The use of hormone disruptors is one of several red flags the EWG has found to be common in sun care products as it researches its annual Guide to Sunscreens. "We will continue to see the same trends—high SPFs, hormone disruptors, vitamin A, chemical sprays," all of which have been shown to be unsafe or misleading in the past, according to Sonya Lunder, an EWG senior analyst. While not all dermatologists agree on the dangers of the chemicals used in some sunscreens, they are increasingly recommending minerals over chemicals for their stability and broad-spectrum coverage. Austin-based dermatologist Ted Lain, MD, says "there are no studies performed with adequate scientific rigor that show any safety issues with current sunscreen ingredients."

However, like Dudley, he recommends products containing minerals zinc oxide and titanium oxide to his patients. And most brands are now offering at least one mineral option, according to Lunder.

Mineral sunscreen’s misstep

Consensus that mineral sunscreens are superior is forming. But not all mineral sunscreens are created equal—an issue that was illuminated as the EWG researched its 2017 guide, which is set to come out this month. "One thing we are responding to here is that we do see growing SPF values with mineral sunscreens and we see very low concentrations of active ingredients in some of them," Lunder says. The EWG found that companies may be using plant-based antioxidants, which are not approved active sunscreen ingredients, to increase SPF values and hence make the product appear to have greater UV protection. While the research is still young on this topic, it’s important for companies to formulate with adequate concentrations of the active ingredients: zinc oxide and titanium dioxide.

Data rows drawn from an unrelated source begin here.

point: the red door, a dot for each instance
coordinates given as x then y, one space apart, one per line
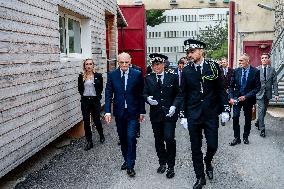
255 48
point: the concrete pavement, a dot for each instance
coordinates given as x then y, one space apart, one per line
259 165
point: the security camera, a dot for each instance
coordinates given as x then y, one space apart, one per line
265 7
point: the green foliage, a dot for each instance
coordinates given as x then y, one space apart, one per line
216 39
154 17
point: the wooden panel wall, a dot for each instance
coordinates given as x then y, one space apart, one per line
38 90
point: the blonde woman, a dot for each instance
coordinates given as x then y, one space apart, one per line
90 86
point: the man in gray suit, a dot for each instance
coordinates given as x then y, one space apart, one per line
268 79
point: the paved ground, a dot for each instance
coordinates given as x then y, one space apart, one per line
259 165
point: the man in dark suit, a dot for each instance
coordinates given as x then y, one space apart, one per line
244 85
204 99
125 87
160 91
268 80
139 69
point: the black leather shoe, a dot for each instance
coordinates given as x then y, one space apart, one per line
246 141
124 166
262 133
199 183
235 142
102 139
88 146
170 172
209 171
131 172
161 169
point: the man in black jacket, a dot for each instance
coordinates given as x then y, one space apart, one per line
161 92
204 99
244 86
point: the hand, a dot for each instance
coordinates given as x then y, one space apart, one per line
108 118
171 111
225 116
242 98
141 118
151 101
231 101
183 122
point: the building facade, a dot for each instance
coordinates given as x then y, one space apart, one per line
180 24
42 45
176 4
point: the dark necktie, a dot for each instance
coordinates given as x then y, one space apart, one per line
264 73
123 80
159 81
244 80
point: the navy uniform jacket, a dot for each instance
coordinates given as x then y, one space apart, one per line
211 102
252 85
133 94
166 97
98 84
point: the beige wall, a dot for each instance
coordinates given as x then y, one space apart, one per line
252 23
165 4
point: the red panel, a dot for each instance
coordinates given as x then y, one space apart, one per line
255 48
132 38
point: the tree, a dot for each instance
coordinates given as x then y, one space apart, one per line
154 17
216 39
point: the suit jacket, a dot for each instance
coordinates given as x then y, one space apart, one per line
252 85
227 78
133 95
167 96
98 84
208 104
266 86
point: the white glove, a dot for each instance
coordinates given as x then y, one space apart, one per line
225 117
151 101
183 122
171 111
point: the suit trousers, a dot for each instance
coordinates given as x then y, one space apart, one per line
127 129
210 127
164 132
247 108
261 109
91 105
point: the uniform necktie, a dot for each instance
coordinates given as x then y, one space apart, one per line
123 79
264 73
159 81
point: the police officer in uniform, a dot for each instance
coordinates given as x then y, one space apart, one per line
205 98
161 92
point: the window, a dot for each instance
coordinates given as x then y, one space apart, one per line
70 34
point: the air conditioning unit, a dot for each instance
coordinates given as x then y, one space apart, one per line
212 2
173 2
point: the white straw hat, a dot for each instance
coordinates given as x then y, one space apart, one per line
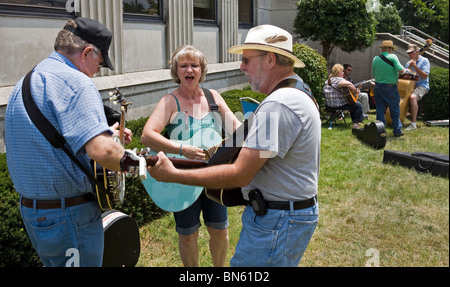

Recommendations for high concentrations of zinc oxide in a product are growing, ranging from 15 percent to 20 percent. "Since zinc oxide is the only safe UVA or broad spectrum filter available to most consumers in North America, look for adequate amounts," says Dudley, who tends to recommend 20 percent when used alone (this is challenging to find in most products, however) and 15 percent when used with 7.5 percent titanium dioxide. As for other antioxidants and plant-based oils, extracts and more … they should be considered perks, but shouldn’t be factored into sun protection until they get the OK as UV-protectors from the FDA.